Movie Review: "The Sessions"

Mark O'Brien was a poet living in Berkeley, California in the late 1980s. After contracting polio at age 6, he spent the majority of his life in an iron lung, as his muscles were too weak to sustain any real movement. In his mid-30s, he decided he no longer wished to be a virgin, and hired a sex surrogate to help him achieve that goal. He recounted his experiences in an article called "On Seeing a Sex Surrogate."

Ben Lewin's surprisingly funny, warm, and enjoyable movie The Sessions is based on O'Brien's article. Academy Award nominee John Hawkes (Winter's Bone) gives a fantastic performance as O'Brien, a devout Catholic who craves love. After researching an article on sexual activity among people with disabilities, he realizes that there is an opportunity to explore a side of himself he never believed possible.

After seeking permission from his neighborhood priest (William H. Macy, believably befuddled by O'Brien), Mark hires sex surrogate Cheryl Cohen Greene (Helen Hunt). Cheryl tries to approach Mark as just another client seeking to achieve a goal, but finds the challenges of her own life play havoc with her emotions. Cheryl helps Mark not only gain control of his body, but his courage and self-confidence as well.

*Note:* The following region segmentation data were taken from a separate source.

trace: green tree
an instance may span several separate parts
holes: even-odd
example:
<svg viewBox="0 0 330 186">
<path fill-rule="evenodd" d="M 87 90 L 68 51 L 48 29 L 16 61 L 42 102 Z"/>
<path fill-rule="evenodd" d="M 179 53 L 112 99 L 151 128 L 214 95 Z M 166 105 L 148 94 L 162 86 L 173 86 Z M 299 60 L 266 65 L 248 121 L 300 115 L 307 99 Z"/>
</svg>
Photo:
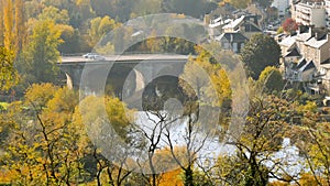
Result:
<svg viewBox="0 0 330 186">
<path fill-rule="evenodd" d="M 95 46 L 102 36 L 117 26 L 118 24 L 116 21 L 108 15 L 103 18 L 98 17 L 90 20 L 90 28 L 88 30 L 90 46 Z"/>
<path fill-rule="evenodd" d="M 13 59 L 13 52 L 0 46 L 0 90 L 8 90 L 19 80 Z"/>
<path fill-rule="evenodd" d="M 15 35 L 15 55 L 20 55 L 23 46 L 26 43 L 26 25 L 23 0 L 14 1 L 15 21 L 14 21 L 14 35 Z"/>
<path fill-rule="evenodd" d="M 258 83 L 263 85 L 267 92 L 280 91 L 284 88 L 282 73 L 274 66 L 267 66 L 260 75 Z"/>
<path fill-rule="evenodd" d="M 255 34 L 244 45 L 240 56 L 251 77 L 257 79 L 265 67 L 279 65 L 280 47 L 271 36 Z"/>
<path fill-rule="evenodd" d="M 25 51 L 25 61 L 20 62 L 24 79 L 31 83 L 52 83 L 57 73 L 58 45 L 61 31 L 50 20 L 37 21 L 34 24 L 30 43 Z"/>
</svg>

Hawkes, who played menacing characters in both Winter's Bone and last year's Martha Marcy May Marlene, gives a performance which dazzles not only for his ability to evoke sensitivity, wry humor, and anxiety, but simply for the fact that he spends the entire movie lying flat on his back, head slightly tilted. The emotions and depth he is able to convey while not moving are the stuff for which awards are deservedly given. You never feel sorry for Mark because of his condition; you marvel at his heart, his mind, and his wicked sense of humor.

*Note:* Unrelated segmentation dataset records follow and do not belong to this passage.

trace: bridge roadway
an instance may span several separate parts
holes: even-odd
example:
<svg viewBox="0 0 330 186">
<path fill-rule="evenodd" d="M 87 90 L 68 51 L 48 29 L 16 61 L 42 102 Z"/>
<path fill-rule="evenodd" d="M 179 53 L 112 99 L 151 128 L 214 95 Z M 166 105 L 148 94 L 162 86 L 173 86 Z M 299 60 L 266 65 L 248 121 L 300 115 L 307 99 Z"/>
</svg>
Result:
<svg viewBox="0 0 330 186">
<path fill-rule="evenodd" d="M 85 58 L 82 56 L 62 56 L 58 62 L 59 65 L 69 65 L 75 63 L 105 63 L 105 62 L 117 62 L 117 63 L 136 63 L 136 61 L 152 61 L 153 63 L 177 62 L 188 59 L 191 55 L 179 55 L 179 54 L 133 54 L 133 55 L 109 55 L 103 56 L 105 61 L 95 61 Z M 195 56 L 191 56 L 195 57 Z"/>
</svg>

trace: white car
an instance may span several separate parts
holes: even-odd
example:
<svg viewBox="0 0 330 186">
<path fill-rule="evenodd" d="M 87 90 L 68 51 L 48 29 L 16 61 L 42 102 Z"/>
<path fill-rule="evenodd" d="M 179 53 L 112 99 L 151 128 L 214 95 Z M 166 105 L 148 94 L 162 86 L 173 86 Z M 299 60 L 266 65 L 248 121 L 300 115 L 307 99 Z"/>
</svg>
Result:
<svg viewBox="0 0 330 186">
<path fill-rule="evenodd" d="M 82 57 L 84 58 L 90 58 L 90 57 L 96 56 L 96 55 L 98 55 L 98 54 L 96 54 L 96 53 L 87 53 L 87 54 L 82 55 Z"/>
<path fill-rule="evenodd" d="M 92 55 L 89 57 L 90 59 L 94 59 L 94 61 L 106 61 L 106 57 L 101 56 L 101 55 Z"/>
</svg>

Helen Hunt, who has been practically AWOL from films for some time, also gives a terrific performance. Literally baring herself (and looking fantastic at age 49), she brings passion and intelligence to her role as a woman torn between professional detachment and emotional inspiration. Hunt is able to convey multiple emotions with a simple expression, and I found this to be a stronger performance than the one she won an Oscar for in As Good As It Gets. (Don't get me started on that one.)

This is a beautiful, well-acted little movie that is frank in its portrayal of our sexual desires, but is more about our need to feel loved. These actors, and the characters they played, make it easy to love them. I'd expect to see this movie receive a great deal of recognition come Oscar time.